Concretamente, el estudio, publicado en la revista «Nature Communications», muestra que las células del cáncer de mama necesitan captar lípidos del exterior para poder seguir creciendo, así como que la proteína de membrana LIPG juega un papel clave en la introducción de estos lípidos en las células tumorales. O lo que es lo mismo, que el bloqueo de LIPG conlleva una ralentización, cuando no la interrupción, de la proliferación tumoral.

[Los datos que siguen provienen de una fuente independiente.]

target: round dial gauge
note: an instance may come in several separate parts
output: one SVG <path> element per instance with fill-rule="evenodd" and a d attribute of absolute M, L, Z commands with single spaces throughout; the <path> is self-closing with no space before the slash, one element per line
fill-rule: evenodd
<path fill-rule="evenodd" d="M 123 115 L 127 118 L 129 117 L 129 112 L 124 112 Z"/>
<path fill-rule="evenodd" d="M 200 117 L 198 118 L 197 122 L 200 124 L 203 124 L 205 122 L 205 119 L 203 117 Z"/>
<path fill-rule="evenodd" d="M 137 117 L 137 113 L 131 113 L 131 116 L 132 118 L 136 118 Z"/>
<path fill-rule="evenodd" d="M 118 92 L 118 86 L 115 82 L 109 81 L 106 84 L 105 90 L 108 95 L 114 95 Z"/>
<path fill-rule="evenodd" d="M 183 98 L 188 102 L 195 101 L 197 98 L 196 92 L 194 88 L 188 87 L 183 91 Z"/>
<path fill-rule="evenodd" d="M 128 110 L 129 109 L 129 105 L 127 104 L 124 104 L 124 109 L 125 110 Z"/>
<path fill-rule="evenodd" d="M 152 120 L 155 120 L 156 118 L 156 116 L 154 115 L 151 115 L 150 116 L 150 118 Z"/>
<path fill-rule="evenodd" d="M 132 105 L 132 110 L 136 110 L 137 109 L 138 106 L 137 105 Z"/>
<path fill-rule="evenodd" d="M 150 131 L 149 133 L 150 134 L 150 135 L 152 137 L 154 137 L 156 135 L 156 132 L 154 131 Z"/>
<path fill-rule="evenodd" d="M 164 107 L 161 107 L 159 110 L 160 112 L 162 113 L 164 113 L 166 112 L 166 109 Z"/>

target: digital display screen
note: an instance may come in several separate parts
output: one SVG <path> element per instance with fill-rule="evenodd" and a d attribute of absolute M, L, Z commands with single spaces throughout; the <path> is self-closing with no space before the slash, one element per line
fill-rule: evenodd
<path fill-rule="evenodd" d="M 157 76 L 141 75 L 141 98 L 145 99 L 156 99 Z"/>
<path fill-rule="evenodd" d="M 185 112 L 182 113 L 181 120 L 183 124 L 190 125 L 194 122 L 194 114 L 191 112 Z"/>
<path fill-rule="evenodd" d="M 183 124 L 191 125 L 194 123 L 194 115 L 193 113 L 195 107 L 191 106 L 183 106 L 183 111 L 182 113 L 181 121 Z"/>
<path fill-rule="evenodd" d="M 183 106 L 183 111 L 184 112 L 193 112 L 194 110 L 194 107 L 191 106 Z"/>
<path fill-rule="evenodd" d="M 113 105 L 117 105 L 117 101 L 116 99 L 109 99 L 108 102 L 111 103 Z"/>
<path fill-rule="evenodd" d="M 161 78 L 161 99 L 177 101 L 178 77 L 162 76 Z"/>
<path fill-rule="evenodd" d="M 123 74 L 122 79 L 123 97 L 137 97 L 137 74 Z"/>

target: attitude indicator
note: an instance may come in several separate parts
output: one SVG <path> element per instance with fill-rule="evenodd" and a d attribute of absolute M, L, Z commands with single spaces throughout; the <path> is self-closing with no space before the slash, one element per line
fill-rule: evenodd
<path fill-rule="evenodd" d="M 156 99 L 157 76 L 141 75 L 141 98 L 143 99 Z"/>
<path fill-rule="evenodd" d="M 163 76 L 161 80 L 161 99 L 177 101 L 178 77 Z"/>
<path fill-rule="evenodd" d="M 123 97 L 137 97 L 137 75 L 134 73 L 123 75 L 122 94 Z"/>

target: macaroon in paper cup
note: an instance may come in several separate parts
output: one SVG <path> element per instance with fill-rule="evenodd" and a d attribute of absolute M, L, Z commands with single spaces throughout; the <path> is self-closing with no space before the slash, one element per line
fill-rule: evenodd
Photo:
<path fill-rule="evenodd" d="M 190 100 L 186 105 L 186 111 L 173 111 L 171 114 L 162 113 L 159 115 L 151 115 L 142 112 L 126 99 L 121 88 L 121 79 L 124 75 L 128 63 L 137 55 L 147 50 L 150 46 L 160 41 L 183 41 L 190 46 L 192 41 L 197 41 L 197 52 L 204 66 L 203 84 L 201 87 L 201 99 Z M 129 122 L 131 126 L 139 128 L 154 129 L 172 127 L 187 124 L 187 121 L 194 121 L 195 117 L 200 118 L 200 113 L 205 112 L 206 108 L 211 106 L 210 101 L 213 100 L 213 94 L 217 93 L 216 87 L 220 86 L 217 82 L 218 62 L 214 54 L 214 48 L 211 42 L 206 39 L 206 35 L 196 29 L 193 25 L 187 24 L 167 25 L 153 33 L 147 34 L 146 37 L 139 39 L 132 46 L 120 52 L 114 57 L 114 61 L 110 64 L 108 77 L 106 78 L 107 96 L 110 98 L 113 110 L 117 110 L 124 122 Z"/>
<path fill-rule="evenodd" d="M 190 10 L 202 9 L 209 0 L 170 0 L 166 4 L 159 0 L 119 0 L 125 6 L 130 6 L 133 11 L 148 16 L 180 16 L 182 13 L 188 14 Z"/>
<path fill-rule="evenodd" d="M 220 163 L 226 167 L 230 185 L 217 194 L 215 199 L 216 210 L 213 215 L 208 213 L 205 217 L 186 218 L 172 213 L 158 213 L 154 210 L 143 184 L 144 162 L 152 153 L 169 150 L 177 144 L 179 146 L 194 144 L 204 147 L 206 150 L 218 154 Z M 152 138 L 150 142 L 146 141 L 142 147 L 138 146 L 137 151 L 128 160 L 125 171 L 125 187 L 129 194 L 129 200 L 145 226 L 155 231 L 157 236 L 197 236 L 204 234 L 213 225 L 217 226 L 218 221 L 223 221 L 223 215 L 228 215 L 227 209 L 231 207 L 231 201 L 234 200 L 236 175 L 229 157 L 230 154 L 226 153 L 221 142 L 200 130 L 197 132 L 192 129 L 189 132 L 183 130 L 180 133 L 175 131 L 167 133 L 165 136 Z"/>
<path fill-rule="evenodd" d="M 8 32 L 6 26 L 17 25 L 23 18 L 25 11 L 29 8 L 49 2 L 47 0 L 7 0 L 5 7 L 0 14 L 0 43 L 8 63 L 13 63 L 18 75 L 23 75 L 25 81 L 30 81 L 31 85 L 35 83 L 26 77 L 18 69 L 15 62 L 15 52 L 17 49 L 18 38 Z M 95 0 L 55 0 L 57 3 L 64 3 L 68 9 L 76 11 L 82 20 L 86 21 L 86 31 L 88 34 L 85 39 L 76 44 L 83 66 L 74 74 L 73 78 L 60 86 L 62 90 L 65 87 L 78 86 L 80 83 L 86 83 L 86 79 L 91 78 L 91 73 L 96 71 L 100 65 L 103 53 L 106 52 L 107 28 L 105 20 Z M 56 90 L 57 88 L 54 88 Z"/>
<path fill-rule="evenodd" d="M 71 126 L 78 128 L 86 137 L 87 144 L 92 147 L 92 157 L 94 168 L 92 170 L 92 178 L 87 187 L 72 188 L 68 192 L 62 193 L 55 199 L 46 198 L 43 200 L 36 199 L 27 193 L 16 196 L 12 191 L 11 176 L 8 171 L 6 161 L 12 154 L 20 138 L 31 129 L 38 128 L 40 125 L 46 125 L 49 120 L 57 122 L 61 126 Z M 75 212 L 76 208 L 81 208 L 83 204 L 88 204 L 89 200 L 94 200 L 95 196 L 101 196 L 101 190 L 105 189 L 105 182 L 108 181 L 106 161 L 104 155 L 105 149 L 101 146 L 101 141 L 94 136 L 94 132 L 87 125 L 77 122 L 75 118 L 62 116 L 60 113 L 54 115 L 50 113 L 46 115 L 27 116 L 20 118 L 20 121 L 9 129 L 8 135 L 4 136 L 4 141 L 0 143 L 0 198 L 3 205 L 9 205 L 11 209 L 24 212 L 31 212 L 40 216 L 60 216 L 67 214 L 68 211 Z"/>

Como destaca Roger Gomis, co-director del estudio, «este nuevo conocimiento relacionado con el metabolismo podría representar un talón de Aquiles para el cáncer de mama».

Distintos estudios previos ya habían demostrado que, con objeto de satisfacer las necesidades energéticas que requiere su crecimiento, las células de cáncer de mama no solo captan glucosa del exterior, sino que incluso reprograman su maquinaria interna para producir una mayor cantidad de lípidos –las consabidas ‘grasas’–. Sin embargo, y como muestra la nueva investigación parece que esto no es suficiente, lo que explicaría que estas células tumorales necesiten ‘secuestrar’ lípidos del exterior.

Es más; el estudio también identifica a la enzima LIPG y a los genes que controlan su expresión –‘FOXA1’ y ‘FOXA2’– como agentes indispensables para llevar a cabo este ‘secuestro lipídico’. De hecho, los análisis de más de 500 muestras clínicas de pacientes con distintos tipos de tumores de mama revelan que el 85% tiene altos niveles de LIPG.

Y en este contexto, ¿qué sucede cuando se bloquea la actividad de LIPG, ya sea extrayendo la propia proteína o inhibiendo los genes ‘FOXA1’ y ‘FOXA2’? Pues, simplemente, que el tumor deja de crecer. Un efecto no solo observado en modelos animales, sino también en las células tumorales de pacientes humanos.

Por tanto, el bloqueo de la actividad de LIPG se presenta como una nueva alternativa para detener el crecimiento del cáncer de mama. Y como destaca Felipe Slebe, co-autor del estudio, «lo prometedor de esta nueva diana terapéutica es que la función de la proteína LIPG no parece ser indispensable para la vida, por lo cual su inhibición generaría menos efectos adversos que otros tratamientos».

Y a ello se aúna, como refiere Joan J. Guinovart, co-autor de la investigación, «que al ser una proteína de membrana es potencialmente más fácil conseguir una molécula farmacológica para bloquear su actividad».

En definitiva, concluye Roger Gomis, «LIPG tiene muchas virtudes como diana. De prosperar una sustancia que la anulara podría convertirse en la base de una quimioterapia más eficaz, pero menos tóxica que las actualmente disponibles». Tal es así que los autores ya están promoviendo alianzas internacionales para desarrollar inhibidores para LIPG.